Service-oriented train timetabling with collaborative passenger flow control on an oversaturated metro line: An integer linear optimization approach
mode - subway/metro, operations - scheduling, operations - crowding, planning - service improvement, planning - service quality, planning - safety/accidents, planning - travel demand management, place - asia, place - urban, operations - performance
Accurate passenger flow control, Train timetabling, Time-dependent passenger demands, Integer linear programming
With the drastic increase of travel demands in urban areas, more and more metro lines are nowadays suffering from oversaturated situations, leading to the accumulation of passengers on platforms with potential accident risks. To further improve the service quality and reduce accident risks, this paper proposes an effective method for collaboratively optimizing the train timetable and accurate passenger flow control strategies on an oversaturated metro line. Through considering the dynamic characteristics of passenger flow, a rigorous integrated integer linear programming model is firstly formulated to minimize the total passenger waiting time at all of involved stations, in which the train timetable provides a service-oriented operation plan and optimal passenger flow control is imposed to avoid congestion on platforms within the transportation capacities.

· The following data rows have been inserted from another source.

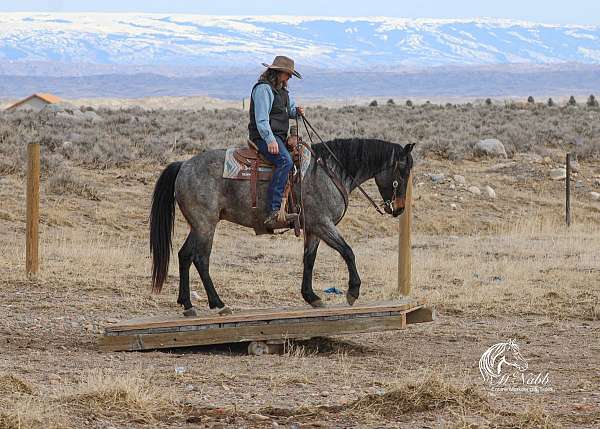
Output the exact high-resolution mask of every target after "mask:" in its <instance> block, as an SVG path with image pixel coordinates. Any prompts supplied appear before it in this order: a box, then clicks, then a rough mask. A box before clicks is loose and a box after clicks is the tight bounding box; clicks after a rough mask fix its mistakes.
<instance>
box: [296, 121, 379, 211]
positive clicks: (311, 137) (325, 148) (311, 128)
mask: <svg viewBox="0 0 600 429" xmlns="http://www.w3.org/2000/svg"><path fill="white" fill-rule="evenodd" d="M296 116H297V115H296ZM296 121H298V118H297V117H296ZM302 121H303V122H304V128H306V132H307V133H308V138H309V139H310V142H311V144H312V137H311V136H310V132H309V131H308V127H310V129H311V130H312V131H313V132H314V133H315V135H316V136H317V137H318V138H319V140H320V141H321V143H323V146H324V147H325V149H327V151H328V152H329V154H330V155H331V157H332V158H333V159H334V161H335V162H337V164H338V165H339V166H340V168H341V169H342V171H344V166H343V165H342V163H341V162H340V160H339V159H337V157H336V156H335V154H334V153H333V151H332V150H331V149H330V148H329V146H327V143H325V142H324V141H323V139H322V138H321V136H320V135H319V133H318V132H317V130H315V128H314V127H313V126H312V125H311V123H310V122H309V121H308V119H306V116H304V115H302ZM307 125H308V127H307ZM346 174H348V173H346ZM348 177H349V178H350V179H352V182H350V186H352V185H354V184H355V183H356V179H355V178H354V177H352V176H351V175H350V174H348ZM356 187H357V188H358V190H359V191H360V192H361V193H362V194H363V195H364V196H365V198H366V199H367V200H368V201H369V202H370V203H371V205H372V206H373V207H375V210H377V212H378V213H379V214H380V215H385V213H384V212H382V211H381V209H380V208H379V206H378V205H377V203H376V202H375V201H373V199H372V198H371V197H370V196H369V194H367V193H366V192H365V190H364V189H363V188H362V186H360V184H357V185H356Z"/></svg>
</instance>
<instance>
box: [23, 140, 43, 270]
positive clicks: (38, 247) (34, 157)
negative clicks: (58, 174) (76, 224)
mask: <svg viewBox="0 0 600 429" xmlns="http://www.w3.org/2000/svg"><path fill="white" fill-rule="evenodd" d="M39 222H40V145H39V143H30V144H28V145H27V230H26V231H27V232H26V235H27V236H26V257H25V269H26V271H27V273H28V274H35V273H37V272H38V268H39V260H38V248H39Z"/></svg>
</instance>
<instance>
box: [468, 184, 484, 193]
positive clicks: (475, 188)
mask: <svg viewBox="0 0 600 429" xmlns="http://www.w3.org/2000/svg"><path fill="white" fill-rule="evenodd" d="M468 191H469V192H470V193H472V194H474V195H481V189H479V188H478V187H477V186H469V189H468Z"/></svg>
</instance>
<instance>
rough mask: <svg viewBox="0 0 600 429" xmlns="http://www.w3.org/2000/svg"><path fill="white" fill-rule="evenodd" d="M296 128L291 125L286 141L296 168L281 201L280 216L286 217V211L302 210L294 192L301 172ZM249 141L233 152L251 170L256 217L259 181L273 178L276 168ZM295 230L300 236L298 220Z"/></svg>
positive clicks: (282, 217)
mask: <svg viewBox="0 0 600 429" xmlns="http://www.w3.org/2000/svg"><path fill="white" fill-rule="evenodd" d="M295 128H296V127H295V126H292V127H291V129H290V136H289V137H288V140H287V142H286V146H287V147H288V150H289V151H290V155H291V156H292V160H293V162H294V167H295V168H293V169H292V171H291V172H290V175H289V177H288V181H287V183H286V186H285V191H284V194H283V198H282V202H281V211H280V218H284V217H285V213H286V212H287V213H299V211H300V209H299V207H296V199H295V197H294V192H292V186H293V184H294V183H298V182H299V181H300V174H299V172H300V162H301V159H300V150H299V137H298V134H297V131H296V130H295ZM247 143H248V147H241V148H238V149H236V150H235V151H234V152H233V157H234V158H235V160H236V161H237V162H238V163H240V164H241V165H243V166H244V167H246V169H248V170H250V175H249V176H250V177H247V179H249V180H250V198H251V201H252V210H253V211H254V216H255V217H256V208H257V182H258V181H269V180H271V176H272V174H273V169H274V168H275V166H274V164H273V163H271V162H270V161H269V160H267V159H266V158H264V157H263V156H262V155H261V154H260V152H259V151H258V147H257V146H256V145H255V144H254V142H252V141H250V140H248V141H247ZM296 172H297V174H296ZM257 223H260V224H262V222H258V219H257ZM286 226H289V225H286V224H283V225H282V227H286ZM269 232H272V231H269ZM294 232H295V233H296V236H300V225H299V223H298V222H296V223H295V224H294Z"/></svg>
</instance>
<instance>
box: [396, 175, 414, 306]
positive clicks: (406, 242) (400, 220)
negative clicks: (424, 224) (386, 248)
mask: <svg viewBox="0 0 600 429" xmlns="http://www.w3.org/2000/svg"><path fill="white" fill-rule="evenodd" d="M411 225H412V173H411V174H410V175H409V176H408V183H407V184H406V197H405V202H404V213H402V215H401V217H400V223H399V231H398V232H399V234H398V292H400V295H402V296H409V295H410V279H411V274H412V260H411V239H410V233H411Z"/></svg>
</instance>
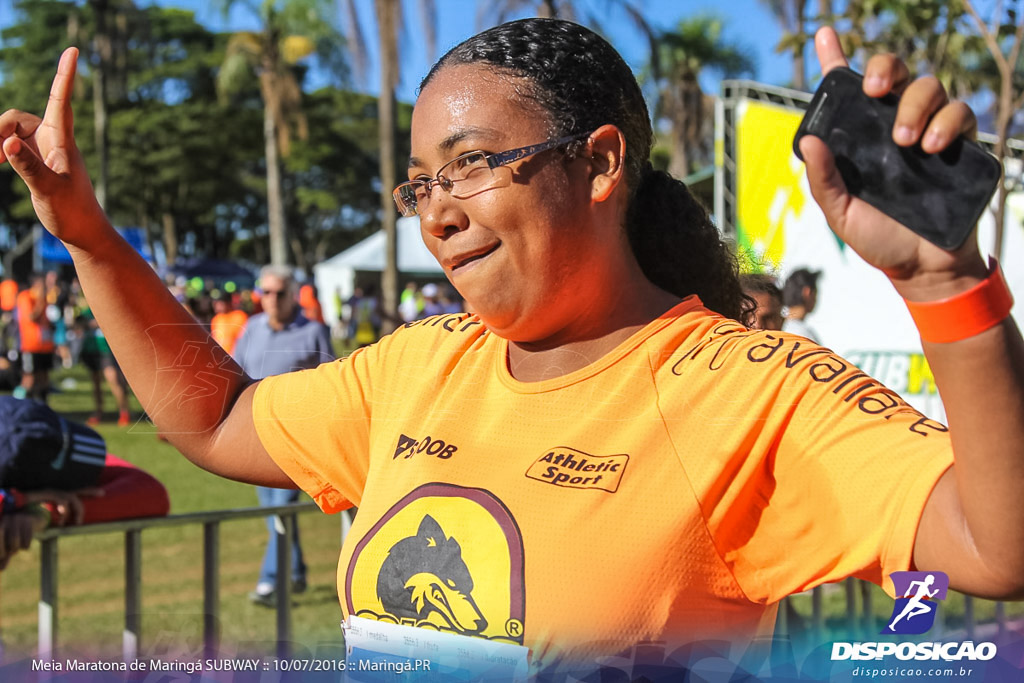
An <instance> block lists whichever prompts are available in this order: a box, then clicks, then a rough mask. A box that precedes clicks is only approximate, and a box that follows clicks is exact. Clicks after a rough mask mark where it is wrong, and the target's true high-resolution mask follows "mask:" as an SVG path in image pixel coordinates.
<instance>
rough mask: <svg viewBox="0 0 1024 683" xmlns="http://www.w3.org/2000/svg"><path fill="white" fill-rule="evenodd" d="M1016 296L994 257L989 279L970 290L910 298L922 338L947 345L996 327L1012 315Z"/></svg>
mask: <svg viewBox="0 0 1024 683" xmlns="http://www.w3.org/2000/svg"><path fill="white" fill-rule="evenodd" d="M1013 305H1014V297H1013V295H1012V294H1011V293H1010V288H1009V287H1007V281H1006V280H1004V278H1002V269H1001V268H999V264H998V263H997V262H996V260H995V259H994V258H989V259H988V278H986V279H985V280H983V281H981V282H980V283H978V284H977V285H975V286H974V287H972V288H971V289H969V290H968V291H966V292H962V293H959V294H957V295H956V296H951V297H949V298H948V299H939V300H938V301H924V302H920V301H906V307H907V308H908V309H909V310H910V316H911V317H912V318H913V322H914V324H915V325H916V326H918V332H919V333H920V334H921V338H922V339H923V340H924V341H927V342H933V343H939V344H947V343H949V342H954V341H961V340H962V339H968V338H969V337H974V336H975V335H980V334H981V333H982V332H984V331H985V330H988V329H989V328H993V327H995V326H996V325H998V324H999V323H1001V322H1002V321H1005V319H1006V318H1007V316H1008V315H1010V309H1011V308H1013Z"/></svg>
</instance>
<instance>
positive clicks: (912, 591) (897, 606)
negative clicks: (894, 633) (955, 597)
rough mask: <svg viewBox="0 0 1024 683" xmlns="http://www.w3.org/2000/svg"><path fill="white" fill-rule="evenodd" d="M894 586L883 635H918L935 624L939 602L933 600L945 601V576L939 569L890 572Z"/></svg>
mask: <svg viewBox="0 0 1024 683" xmlns="http://www.w3.org/2000/svg"><path fill="white" fill-rule="evenodd" d="M890 578H891V579H892V580H893V585H894V586H895V587H896V605H895V606H894V607H893V613H892V616H890V617H889V624H888V626H886V628H885V629H883V631H882V633H884V634H892V633H898V634H904V635H908V634H921V633H925V632H926V631H928V630H929V629H931V628H932V625H933V624H935V612H937V611H938V609H939V605H938V603H937V602H934V601H935V600H945V599H946V591H947V590H949V578H948V577H947V575H946V574H945V573H943V572H941V571H893V572H892V574H891V577H890Z"/></svg>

To solve the problem of interest efficiently, a hybrid algorithm, which combines an improved local search and CPLEX solver, is designed to search for high-quality solutions. Finally, two sets of numerical experiments, including a small-scale case and a real-world instance with operation data of the Beijing metro system, are implemented to demonstrate the performance and effectiveness of the proposed approaches.
Permission to publish the abstract has been given by Elsevier, copyright remains with them.
Shi, J., Yang, L., Yang, J., & Gao, Z. (2018). Service-oriented train timetabling with collaborative passenger flow control on an oversaturated metro line: An integer linear optimization approach. Transportation Research Part B: Methodological, Vol. 110, pp. 26-59.